Fed chair Kevin Warsh in Portugal Wednesday reiterated that he would push inflation back to the Fed’s 2% target, though he wouldn’t comment on whether the Fed would raise rates at its next meeting, later this month.
Historically, a job gain of just 57,000 would be seen as weak. Yet as more Americans retire and new immigration has dropped sharply, the U.S. workforce is barely growing. As a result, even gains at that level may be enough to keep the unemployment rate unchanged over time.
Mismatches between job-seekers and employers could be slowing hiring as well. Bachaud said AI adoption could have encouraged a trend she's noticed on their website: Companies are increasingly posting jobs seeking more senior, experienced workers, while job hunters are instead gravitating toward entry-level jobs.
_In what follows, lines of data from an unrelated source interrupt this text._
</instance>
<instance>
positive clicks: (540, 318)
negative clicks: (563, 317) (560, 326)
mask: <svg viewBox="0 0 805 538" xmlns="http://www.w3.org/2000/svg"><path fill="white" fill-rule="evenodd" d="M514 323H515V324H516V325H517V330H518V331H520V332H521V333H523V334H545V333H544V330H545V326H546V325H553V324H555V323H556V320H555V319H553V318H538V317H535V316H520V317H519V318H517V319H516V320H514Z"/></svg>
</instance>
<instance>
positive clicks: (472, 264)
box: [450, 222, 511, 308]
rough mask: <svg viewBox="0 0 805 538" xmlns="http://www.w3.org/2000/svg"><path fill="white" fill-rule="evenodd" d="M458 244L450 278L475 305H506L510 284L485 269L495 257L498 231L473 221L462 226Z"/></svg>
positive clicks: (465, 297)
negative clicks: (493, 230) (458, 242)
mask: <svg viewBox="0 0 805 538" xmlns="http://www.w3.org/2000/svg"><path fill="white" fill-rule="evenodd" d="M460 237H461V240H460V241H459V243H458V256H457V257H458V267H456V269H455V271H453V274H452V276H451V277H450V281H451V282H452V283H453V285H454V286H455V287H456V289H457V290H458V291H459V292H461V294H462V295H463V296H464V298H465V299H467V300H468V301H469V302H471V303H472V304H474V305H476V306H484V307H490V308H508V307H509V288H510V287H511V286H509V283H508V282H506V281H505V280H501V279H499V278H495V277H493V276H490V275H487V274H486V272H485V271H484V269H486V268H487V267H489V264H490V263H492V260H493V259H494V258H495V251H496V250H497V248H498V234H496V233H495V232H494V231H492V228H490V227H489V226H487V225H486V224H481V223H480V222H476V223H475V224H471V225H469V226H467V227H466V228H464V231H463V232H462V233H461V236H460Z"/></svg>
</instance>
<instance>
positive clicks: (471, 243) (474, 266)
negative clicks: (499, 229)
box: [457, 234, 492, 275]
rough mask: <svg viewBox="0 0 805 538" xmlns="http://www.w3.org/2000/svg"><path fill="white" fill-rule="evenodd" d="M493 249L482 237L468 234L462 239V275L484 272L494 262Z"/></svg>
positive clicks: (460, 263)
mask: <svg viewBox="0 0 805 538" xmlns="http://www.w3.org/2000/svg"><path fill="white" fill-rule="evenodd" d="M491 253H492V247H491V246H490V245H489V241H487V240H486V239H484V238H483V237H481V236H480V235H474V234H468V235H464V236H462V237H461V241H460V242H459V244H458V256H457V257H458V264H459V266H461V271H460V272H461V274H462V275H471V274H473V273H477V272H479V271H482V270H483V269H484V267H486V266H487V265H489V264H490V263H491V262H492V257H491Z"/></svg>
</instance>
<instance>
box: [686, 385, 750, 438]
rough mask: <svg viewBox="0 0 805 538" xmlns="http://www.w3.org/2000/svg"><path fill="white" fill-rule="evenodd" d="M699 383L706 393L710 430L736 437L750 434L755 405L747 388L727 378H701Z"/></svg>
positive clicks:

With far fewer people quitting their jobs than just after the pandemic, Bachaud said, companies are having more trouble recruiting experienced workers from other businesses. At the same time, that's left less-experienced workers struggling to break into the job market.
That gap “just shows the mismatch between what employers are looking for and what current job seekers have to offer,” she said. It has likely contributed to the frustration many job seekers feel even as the unemployment rate remains low.